Reader’s Digest, the venerable magazine that has battled declining readership, may be in trouble: Its parent company has filed for bankruptcy protection for the second time in less than four years.
RDA Holding Co. said Sunday that it plans to emerge from Chapter 11 in less than six months, adding that the restructuring will allow its debt to be cut by about 80 percent, to $100 million in that time.
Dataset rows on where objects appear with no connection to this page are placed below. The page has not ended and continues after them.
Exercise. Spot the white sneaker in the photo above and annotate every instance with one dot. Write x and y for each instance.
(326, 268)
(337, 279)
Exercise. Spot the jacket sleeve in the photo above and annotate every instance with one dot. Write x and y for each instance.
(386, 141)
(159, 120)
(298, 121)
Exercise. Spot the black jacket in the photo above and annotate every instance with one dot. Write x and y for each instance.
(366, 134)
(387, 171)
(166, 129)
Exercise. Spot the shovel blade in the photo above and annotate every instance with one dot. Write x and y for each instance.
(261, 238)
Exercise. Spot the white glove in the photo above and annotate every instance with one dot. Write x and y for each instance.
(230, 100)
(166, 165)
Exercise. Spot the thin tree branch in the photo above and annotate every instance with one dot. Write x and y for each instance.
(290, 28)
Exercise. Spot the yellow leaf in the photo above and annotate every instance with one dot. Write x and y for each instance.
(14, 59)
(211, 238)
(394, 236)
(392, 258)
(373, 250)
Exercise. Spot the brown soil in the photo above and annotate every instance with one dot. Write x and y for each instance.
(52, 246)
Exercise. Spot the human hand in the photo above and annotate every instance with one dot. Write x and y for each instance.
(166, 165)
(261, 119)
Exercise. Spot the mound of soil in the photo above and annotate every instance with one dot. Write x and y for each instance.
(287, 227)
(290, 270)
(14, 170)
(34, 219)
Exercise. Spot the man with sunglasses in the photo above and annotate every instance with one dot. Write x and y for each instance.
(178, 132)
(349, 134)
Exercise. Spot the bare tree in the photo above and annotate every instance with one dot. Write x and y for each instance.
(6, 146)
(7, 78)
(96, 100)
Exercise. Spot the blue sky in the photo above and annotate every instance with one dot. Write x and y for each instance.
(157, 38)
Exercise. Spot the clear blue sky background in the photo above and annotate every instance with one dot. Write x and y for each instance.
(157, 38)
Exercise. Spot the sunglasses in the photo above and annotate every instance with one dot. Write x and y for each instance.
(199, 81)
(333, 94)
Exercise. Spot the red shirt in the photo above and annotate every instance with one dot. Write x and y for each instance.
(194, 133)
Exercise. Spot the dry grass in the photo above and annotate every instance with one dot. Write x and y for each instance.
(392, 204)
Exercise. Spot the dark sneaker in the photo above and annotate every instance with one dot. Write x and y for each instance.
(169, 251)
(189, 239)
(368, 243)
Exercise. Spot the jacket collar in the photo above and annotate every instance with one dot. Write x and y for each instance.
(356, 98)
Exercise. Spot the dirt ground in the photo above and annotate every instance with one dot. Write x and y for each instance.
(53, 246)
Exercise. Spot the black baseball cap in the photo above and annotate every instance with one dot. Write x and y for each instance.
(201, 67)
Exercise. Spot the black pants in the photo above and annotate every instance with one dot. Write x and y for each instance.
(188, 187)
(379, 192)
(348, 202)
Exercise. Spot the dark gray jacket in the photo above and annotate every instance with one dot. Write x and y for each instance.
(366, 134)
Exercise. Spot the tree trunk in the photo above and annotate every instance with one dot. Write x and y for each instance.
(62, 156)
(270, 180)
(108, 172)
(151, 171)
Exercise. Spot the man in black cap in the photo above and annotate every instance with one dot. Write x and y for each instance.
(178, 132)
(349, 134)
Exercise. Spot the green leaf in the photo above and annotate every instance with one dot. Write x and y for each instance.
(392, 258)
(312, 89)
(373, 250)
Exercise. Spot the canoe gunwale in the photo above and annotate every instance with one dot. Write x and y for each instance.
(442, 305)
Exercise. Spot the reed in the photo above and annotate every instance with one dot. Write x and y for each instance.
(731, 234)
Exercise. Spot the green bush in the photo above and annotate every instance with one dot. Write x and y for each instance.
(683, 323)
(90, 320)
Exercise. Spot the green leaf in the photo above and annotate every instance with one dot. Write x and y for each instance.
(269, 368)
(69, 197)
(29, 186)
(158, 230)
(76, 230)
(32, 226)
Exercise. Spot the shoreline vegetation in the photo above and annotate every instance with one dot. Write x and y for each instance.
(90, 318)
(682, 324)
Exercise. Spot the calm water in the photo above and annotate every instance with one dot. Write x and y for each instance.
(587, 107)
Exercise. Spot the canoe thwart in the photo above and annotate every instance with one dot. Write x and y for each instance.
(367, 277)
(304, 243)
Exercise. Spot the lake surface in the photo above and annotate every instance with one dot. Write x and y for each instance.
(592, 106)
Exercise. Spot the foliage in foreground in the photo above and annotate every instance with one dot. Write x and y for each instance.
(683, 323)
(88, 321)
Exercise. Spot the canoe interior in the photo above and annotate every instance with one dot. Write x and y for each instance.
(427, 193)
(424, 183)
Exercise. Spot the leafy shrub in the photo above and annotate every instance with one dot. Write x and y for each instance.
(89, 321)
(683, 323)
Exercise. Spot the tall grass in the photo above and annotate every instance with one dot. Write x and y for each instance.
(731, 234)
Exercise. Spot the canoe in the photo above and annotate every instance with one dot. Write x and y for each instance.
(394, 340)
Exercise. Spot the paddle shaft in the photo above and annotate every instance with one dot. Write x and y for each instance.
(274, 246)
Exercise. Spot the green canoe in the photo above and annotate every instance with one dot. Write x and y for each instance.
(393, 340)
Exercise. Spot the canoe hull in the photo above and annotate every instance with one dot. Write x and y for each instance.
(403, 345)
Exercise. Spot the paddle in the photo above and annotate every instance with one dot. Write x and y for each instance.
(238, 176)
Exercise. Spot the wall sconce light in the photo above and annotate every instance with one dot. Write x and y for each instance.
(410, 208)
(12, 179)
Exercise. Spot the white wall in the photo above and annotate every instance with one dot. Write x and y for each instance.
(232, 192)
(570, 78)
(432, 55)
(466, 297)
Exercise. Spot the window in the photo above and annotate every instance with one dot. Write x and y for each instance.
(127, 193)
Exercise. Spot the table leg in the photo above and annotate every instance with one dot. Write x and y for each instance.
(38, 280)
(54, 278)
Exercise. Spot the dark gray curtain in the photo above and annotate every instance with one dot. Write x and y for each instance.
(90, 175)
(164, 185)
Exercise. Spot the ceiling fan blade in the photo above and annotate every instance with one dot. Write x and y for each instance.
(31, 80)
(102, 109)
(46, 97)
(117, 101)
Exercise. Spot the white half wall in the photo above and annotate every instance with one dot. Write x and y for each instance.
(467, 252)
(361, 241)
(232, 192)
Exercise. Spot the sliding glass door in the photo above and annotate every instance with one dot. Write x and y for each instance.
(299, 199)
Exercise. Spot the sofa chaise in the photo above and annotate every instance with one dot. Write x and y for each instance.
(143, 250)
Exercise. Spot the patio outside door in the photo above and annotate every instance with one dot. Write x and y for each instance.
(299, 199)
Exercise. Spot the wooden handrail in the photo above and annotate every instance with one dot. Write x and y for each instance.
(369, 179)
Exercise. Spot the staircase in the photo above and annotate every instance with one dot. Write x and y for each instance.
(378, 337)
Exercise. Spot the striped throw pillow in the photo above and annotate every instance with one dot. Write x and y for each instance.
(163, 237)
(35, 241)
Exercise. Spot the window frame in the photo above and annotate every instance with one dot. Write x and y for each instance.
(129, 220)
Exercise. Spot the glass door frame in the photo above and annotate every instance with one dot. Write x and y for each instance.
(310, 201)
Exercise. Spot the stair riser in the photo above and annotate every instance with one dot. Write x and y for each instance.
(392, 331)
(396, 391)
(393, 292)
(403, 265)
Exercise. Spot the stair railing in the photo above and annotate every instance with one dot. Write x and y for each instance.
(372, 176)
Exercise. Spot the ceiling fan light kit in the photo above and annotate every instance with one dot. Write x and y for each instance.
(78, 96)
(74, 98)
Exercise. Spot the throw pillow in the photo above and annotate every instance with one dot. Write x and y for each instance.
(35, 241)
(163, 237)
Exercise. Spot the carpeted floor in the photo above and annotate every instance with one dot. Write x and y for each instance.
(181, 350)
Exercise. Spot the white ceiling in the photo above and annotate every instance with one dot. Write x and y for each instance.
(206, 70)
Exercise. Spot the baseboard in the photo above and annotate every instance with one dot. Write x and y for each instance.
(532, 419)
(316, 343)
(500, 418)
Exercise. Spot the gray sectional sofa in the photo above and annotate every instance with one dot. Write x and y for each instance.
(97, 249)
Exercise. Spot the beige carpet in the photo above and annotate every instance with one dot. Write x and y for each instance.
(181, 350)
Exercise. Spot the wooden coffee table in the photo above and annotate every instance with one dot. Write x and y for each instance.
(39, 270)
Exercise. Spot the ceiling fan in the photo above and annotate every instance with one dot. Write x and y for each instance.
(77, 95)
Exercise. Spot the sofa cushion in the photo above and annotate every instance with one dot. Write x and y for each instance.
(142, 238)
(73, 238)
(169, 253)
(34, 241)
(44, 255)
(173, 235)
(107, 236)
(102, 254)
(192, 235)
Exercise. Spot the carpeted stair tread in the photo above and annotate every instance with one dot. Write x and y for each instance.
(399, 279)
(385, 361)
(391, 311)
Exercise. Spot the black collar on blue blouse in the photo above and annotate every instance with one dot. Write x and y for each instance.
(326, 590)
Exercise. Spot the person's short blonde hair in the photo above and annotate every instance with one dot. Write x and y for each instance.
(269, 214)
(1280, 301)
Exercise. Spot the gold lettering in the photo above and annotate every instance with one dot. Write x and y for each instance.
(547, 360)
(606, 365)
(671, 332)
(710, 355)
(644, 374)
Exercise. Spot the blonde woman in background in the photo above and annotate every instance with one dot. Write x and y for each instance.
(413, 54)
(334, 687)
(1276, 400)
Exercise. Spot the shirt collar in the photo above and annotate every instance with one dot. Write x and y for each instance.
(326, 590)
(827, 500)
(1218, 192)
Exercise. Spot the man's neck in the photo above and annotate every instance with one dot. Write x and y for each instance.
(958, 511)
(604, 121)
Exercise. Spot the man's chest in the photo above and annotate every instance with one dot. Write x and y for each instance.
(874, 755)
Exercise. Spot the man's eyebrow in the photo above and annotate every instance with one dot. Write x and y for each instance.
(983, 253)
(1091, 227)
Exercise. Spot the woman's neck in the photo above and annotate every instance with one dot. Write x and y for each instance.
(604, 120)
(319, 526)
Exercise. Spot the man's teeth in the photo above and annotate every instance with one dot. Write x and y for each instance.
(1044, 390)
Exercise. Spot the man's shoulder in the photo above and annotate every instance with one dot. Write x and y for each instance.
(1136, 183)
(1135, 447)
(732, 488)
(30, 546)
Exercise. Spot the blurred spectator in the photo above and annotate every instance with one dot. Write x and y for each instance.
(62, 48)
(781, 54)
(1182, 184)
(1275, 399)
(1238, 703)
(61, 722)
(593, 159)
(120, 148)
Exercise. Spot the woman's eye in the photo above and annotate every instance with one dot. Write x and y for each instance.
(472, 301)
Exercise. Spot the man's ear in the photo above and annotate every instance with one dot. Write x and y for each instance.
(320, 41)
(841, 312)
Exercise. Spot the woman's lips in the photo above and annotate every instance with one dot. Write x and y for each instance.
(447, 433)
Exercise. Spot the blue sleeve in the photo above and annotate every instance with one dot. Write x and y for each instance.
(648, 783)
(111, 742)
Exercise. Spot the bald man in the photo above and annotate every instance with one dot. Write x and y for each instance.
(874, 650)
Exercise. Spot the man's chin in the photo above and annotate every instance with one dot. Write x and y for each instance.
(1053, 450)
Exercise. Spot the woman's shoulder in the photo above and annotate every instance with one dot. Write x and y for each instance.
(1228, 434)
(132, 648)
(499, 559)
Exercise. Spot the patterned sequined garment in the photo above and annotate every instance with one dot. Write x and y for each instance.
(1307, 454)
The magazine will continue to be published during the period.
The company said a group of secured noteholders were giving the company $45 million to support its operations during the process as part of a $105 million loan to pay off its existing bank debt.
“I think it probably is the end for Reader’s Digest,” David Sumner, a professor of journalism at Ball State University, tells our Newscast unit. “It’s facing problems from two or three different levels — from declining readership, advertising, more so than the vast majority of American magazines.”
The average reader of the magazine, Sumner says, is in her 50s, and her household income is between $50,000 and $60,000.
“It has one of the least attractive audiences for advertisers,” he says.
The company has taken several steps amid declining revenue. Here’s more from The Associated Press:
“As revenue declines, Reader’s Digest has been selling off some of its assets. Its food website Allrecipes.com went for $175 million last year, and it sold its Every Day with Rachael Ray cooking magazine in late 2011. Meredith Corp., publisher of the Better Homes and Gardens magazine, bought both.
“Reader’s Digest paid circulation fell 0.6 percent to 5.5 million at the end of last year, according to the Alliance for Audited Media. That was about where it stood after cutting its guaranteed circulation in 2009. But in 1995, Reader’s Digest had circulation of more than 15 million.”
The company last filed Chapter 11 protection in 2009, and emerged from bankruptcy in early 2010.
Reader’s Digest is still one of the world’s most widely read magazines.